To Understand More about Encoding U+30C9 vs U+30C8U+3099 - utf-8

ド(U+30C9) vs ド(U+30C8U+3099)
Fyi, the situation is
a user uploaded a file with name containing ド(U+30C8U+3099) to AWS s3 from a web app.
Then, the website sent a POST request containing the file name without url encoding to AWS lambda function for further processing using Python. The name when arrived in Lambda became ド(U+30C9). Python then failed to access the file stored in s3 because of the difference in unicode.
I think the solution would be to do url encoding on frontend before sending the request and do url decoding using urllib.parse.unquote to have the same unicode.
My questions are
would url encoding solve that issue?

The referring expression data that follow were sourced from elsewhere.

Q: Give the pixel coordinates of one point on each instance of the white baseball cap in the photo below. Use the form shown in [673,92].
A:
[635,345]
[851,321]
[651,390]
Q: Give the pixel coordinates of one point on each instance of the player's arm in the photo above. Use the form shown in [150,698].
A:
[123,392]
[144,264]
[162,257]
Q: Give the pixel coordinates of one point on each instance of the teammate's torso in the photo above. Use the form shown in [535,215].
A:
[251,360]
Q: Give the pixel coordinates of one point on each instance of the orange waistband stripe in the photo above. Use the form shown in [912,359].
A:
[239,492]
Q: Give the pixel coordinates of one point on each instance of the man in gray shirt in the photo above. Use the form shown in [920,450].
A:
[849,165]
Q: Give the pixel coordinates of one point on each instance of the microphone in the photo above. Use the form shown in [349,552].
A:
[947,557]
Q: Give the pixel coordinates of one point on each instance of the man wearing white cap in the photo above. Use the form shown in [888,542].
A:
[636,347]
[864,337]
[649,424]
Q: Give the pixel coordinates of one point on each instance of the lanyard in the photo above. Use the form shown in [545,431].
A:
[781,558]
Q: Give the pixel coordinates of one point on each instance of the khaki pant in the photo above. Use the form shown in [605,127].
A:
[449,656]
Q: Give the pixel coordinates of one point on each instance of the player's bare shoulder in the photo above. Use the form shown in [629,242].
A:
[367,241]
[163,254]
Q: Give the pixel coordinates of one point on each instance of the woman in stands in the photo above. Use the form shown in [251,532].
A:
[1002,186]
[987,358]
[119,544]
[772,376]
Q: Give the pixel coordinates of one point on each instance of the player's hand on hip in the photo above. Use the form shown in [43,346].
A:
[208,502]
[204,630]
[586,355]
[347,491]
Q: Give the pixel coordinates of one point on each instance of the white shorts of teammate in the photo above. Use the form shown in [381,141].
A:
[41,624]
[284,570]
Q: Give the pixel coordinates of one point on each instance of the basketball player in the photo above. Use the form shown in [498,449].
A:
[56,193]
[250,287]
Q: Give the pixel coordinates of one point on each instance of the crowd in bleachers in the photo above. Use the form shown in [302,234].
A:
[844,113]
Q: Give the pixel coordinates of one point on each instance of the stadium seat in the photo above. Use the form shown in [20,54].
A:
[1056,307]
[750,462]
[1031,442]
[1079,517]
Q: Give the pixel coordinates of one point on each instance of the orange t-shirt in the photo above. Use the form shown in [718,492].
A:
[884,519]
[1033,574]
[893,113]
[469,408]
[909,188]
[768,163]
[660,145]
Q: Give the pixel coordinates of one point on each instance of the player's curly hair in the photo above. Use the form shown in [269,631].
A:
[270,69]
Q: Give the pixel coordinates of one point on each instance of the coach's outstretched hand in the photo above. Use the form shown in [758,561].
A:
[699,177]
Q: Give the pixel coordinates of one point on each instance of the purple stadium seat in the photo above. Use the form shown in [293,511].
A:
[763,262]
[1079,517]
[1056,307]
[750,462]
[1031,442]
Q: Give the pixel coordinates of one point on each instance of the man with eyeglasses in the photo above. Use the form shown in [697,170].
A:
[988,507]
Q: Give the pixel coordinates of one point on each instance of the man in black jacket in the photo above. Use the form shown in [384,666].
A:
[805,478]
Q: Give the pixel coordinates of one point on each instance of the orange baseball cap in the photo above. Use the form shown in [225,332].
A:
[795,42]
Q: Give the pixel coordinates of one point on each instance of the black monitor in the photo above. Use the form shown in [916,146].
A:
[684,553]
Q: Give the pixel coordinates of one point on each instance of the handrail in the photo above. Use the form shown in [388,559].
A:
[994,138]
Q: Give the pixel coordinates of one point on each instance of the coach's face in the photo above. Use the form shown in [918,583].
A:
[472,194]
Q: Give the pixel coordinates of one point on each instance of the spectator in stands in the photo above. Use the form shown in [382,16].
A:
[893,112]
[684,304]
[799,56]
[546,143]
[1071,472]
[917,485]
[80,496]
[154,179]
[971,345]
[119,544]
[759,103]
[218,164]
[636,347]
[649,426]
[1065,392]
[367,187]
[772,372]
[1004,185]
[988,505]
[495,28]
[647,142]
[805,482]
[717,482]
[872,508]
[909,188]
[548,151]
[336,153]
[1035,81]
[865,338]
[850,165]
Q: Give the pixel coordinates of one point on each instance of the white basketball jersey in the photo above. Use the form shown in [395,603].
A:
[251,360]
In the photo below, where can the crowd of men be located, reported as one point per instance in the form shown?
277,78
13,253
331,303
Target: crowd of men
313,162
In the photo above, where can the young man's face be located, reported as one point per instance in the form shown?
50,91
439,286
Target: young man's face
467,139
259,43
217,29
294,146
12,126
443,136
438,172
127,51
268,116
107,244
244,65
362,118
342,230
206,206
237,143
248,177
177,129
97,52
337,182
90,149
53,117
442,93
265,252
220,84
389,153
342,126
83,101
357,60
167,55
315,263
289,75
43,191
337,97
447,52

I can't reproduce the same issue probably because I am on a different OS from the user's OS.
How exactly did it happen since both requests (uploading to s3 and sending the 2nd request to lambda) happened on the user's machine?
Thank you.

Your are hitting a common case (maybe more common in Latin scripts): canonical equivalence. Unicode requires to handle canonical equivalent sequences in the same manner.
If you look in UnicodeData.txt you will find:
30C8;KATAKANA LETTER TO;Lo;0;L;;;;;N;;;;;
30C9;KATAKANA LETTER DO;Lo;0;L;30C8 3099;;;;N;;;;;
so, 30C9 is canonical equivalent to 30C8 3099.
Usually, it is better to normalize Unicode strings to a common canonical form. Unfortunately we have two of them: NFC and NFD: Normalization Form Canonical Composition and Normalization Form Canonical Decomposition. Apple prefers the later (and Unicode original design/preference is about this form), and most of the other vendors the first.
So do no trust web browsers to keep the same form. But also consider that input methods on user side may give you different variations (and with keyboards you may have also non-canonical forms which should be normalized [this can happens with several combining characters]).
So, on your backend you should choose a normalization form, and transform all input data in such form (or just be sure that all search and comparing functions can handle equivalent sequences correctly, but this requires a normalization on every call, so it may be less efficient).
Python has unicodedata.normalize() (in standard library, see unicodedata module), to normalize Unicode strings. Eventually on other languages you should use ICU library. In any case, you should normalize Unicode strings.
Note: this has nothing about encoding, but it is in built directly in Unicode design. The reason is about requirement to be compatible with old encoding and old encodings had both ways to describe the same characters.

Related

Using ASCII delimiters (29-31) in modern programming

I'm currently building a hash key string (collapsed from a map) where the values that are delimited by the special ASCII unit delimiter 31 (1F).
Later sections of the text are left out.